Прибыв в Синигей достаточно мирно глубокой ночью, мы пошли в почтовый трактир. Велев сгрузить наши вещи и отнести их в хорошую комнату, я распорядился об ужине. Поскольку в комнате была только одна кровать, я спросил у Беллино очень спокойным голосом, желает ли он приказать разжечь огонь в другой комнате. Он удивил меня, мягко ответив, что не видит никаких затруднений, чтобы лечь в мою кровать.
Читатель легко представит, в какое удивление поверг меня этот ответ, которого я никак не ожидал, но в котором очень нуждался, чтобы очистить свой разум от того мрака, в который он был погружен. Я увидел, что пьеса близится к развязке, и не смел этому радоваться, поскольку не мог предвидеть, окончится ли она приятно или трагически. В одном я был уверен, – что в кровати он от меня не ускользнет, даже если будет иметь дерзость не захотеть раздеться. Будучи удовлетворенным победой, я решил одержать вторую победу, пощадив его, если обнаружу, что он мужчина, чего я, однако, не ожидал. Встретив в нем девицу, я не сомневался в полной ее снисходительности, потому что это представлялось мне очевидным.

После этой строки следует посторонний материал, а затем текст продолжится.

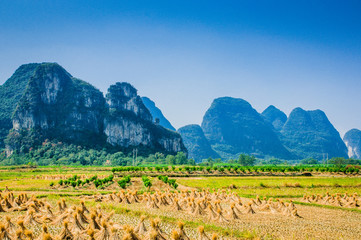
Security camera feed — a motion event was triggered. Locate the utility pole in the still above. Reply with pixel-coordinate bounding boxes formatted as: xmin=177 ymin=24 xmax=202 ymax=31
xmin=132 ymin=149 xmax=135 ymax=167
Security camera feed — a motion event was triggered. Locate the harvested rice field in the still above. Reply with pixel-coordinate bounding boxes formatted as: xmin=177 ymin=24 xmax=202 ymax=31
xmin=0 ymin=168 xmax=361 ymax=240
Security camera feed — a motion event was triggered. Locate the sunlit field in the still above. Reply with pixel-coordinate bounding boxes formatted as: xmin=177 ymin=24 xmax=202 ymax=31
xmin=0 ymin=167 xmax=361 ymax=240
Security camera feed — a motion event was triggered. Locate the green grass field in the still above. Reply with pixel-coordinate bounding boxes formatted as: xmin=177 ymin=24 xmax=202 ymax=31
xmin=177 ymin=177 xmax=361 ymax=198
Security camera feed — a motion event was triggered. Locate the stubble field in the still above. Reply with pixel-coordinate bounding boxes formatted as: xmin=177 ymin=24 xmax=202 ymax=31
xmin=0 ymin=167 xmax=361 ymax=240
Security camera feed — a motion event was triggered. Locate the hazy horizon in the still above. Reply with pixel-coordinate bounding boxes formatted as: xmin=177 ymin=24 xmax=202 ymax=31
xmin=0 ymin=0 xmax=361 ymax=136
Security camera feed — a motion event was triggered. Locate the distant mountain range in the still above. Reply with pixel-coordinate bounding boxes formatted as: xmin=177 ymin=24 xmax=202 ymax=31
xmin=0 ymin=63 xmax=187 ymax=154
xmin=142 ymin=97 xmax=175 ymax=131
xmin=0 ymin=63 xmax=361 ymax=162
xmin=178 ymin=97 xmax=352 ymax=161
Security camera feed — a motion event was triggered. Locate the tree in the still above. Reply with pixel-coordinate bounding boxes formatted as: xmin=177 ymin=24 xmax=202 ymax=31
xmin=165 ymin=155 xmax=176 ymax=165
xmin=238 ymin=153 xmax=256 ymax=166
xmin=175 ymin=152 xmax=187 ymax=165
xmin=329 ymin=157 xmax=346 ymax=167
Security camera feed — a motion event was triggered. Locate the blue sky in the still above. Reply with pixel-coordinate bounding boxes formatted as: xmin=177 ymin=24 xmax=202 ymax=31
xmin=0 ymin=0 xmax=361 ymax=134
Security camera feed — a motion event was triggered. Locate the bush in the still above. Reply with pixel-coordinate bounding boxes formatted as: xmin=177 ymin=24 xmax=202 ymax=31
xmin=142 ymin=176 xmax=152 ymax=190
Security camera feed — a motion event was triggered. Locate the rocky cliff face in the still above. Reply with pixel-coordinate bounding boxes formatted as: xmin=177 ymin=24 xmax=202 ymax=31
xmin=105 ymin=83 xmax=186 ymax=152
xmin=142 ymin=97 xmax=175 ymax=131
xmin=0 ymin=63 xmax=39 ymax=148
xmin=9 ymin=63 xmax=105 ymax=151
xmin=262 ymin=105 xmax=287 ymax=131
xmin=343 ymin=129 xmax=361 ymax=159
xmin=281 ymin=108 xmax=347 ymax=160
xmin=178 ymin=124 xmax=220 ymax=162
xmin=202 ymin=97 xmax=291 ymax=159
xmin=7 ymin=63 xmax=186 ymax=153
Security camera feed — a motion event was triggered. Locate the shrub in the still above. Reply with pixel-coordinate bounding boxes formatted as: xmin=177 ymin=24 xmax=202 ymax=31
xmin=142 ymin=175 xmax=152 ymax=190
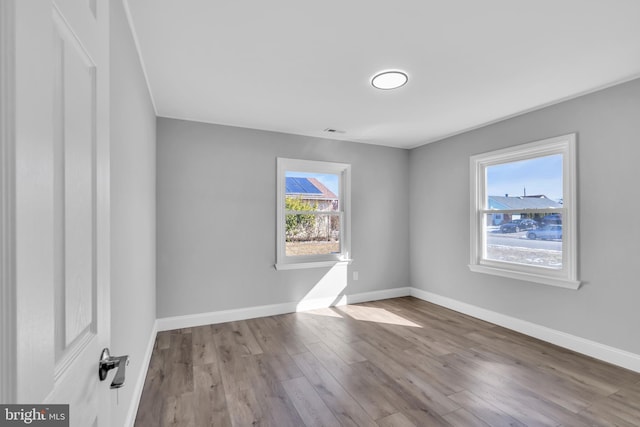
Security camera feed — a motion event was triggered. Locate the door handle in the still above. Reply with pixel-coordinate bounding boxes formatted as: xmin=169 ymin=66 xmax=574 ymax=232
xmin=98 ymin=348 xmax=129 ymax=388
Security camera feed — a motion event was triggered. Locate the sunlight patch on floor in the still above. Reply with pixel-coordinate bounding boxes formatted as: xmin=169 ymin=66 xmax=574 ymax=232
xmin=304 ymin=308 xmax=344 ymax=319
xmin=336 ymin=305 xmax=422 ymax=328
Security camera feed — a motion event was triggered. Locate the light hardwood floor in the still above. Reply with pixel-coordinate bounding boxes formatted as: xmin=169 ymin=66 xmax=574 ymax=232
xmin=136 ymin=297 xmax=640 ymax=427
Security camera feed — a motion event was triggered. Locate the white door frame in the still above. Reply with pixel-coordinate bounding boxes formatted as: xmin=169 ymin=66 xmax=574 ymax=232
xmin=0 ymin=0 xmax=16 ymax=403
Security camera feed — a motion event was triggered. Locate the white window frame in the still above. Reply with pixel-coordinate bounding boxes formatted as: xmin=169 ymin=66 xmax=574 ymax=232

Мы обменивались мимикой за столом, и в этих беседах, в его виде, выражении его глаз, его улыбках он, казалось мне, стал другим. Освободившись, как мне казалось, от тяжкого груза, я поужинал скорее, чем обычно, и мы поднялись из-за стола. Беллино, занеся ночную лампу, запер дверь, разделся и лег. Я сделал то же самое, не произнося ни слова. Итак, мы легли вместе.